Nikolas Bowie, Harvard Law School, has posted The Constitutional Right of Local Self-Government, which is forthcoming in the Yale Law Journal:
The Assembly Clause is the ugly duckling of the First Amendment. Brooding in the shadow of the heralded Free Speech Clause and the venerated Religion Clauses, the Assembly Clause has been described even by its advocates as “forgotten,” a “historical footnote in American political theory and law.” The clause protects “the right of the people peaceably to assemble” — a phrase the Supreme Court has interpreted only once over the past fifty years despite issuing hundreds of opinions interpreting its First Amendment siblings. From the moment it was included in the proposed federal bill of rights, observers have questioned who would bother turning to the Assembly Clause for assistance given the First Amendment’s other protections of free expression.
This paper offers a surprising answer: local governments. After describing the historical context in which the “right to assemble” was first expressed, it argues that the right could be interpreted not as a narrow right of self-expression but rather as a broad right of self-government.

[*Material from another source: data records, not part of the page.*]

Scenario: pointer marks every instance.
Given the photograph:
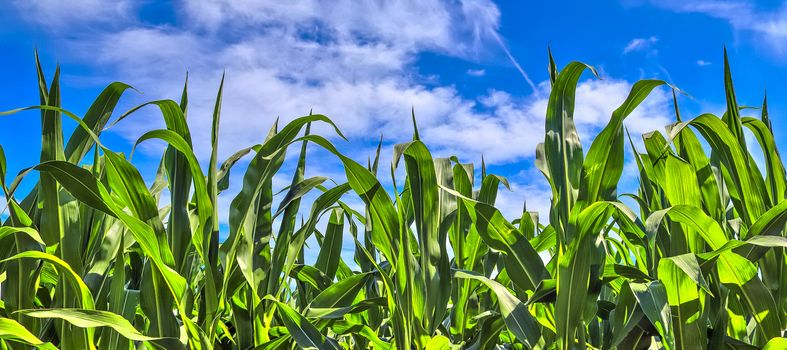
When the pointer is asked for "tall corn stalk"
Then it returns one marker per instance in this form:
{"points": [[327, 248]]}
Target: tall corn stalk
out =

In the decade preceding the American Revolution, advocates of “the right to assemble” used the phrase in response to attempts by royal and parliamentary officials to subordinate their town meetings and colonial legislatures — or, in the language of the day, to subordinate their local and general “assemblies.” This subordination came in various forms: Parliament passed laws disempowering New York’s general assembly until it enacted certain legislation; Parliament censured and then banned town meetings in Massachusetts from debating international affairs; and governors up and down the continent dissolved, changed the location of, and otherwise coerced general and local assemblies into repealing legislation they regarded as seditious. In response, town officials and colonial representatives complained that all local governments have the inherent right to consult their constituents and seek a redress of their grievances, whether by enacting laws with their constituents’ consent or by petitioning other governments for their assistance. For example, in response to Parliament’s ban on town meetings in Massachusetts, a convention of town representatives resolved that “every people have an absolute right of meeting together to consult upon common grievances, and to petition, remonstrate, and use every legal method for their removal.” A representative of Pennsylvania’s general assembly proposed that the Continental Congress resolve “[t]hat for Redress of all Grievances, and for the amending, strengthening, and preserving of the Laws, Assemblies ought to be held in each of these Colonies frequently . . . . And, that every Dissolution of an Assembly within these Colonies . . . has been arbitrary, and oppressive.” Perhaps unsurprisingly, two of the first three states to adopt assembly clauses in their state constitutions were Pennsylvania in 1776 and Massachusetts in 1780.
The historical context of the assembly clause’s origins suggest that the clause has been interpreted far too narrowly. Once the clause is understood as protecting not only the informal expressions of conventions, marches, and gatherings but also the formal decisions of local governments, the state and federal assembly clauses look like an important, “forgotten" limit on one government’s power to subordinate another.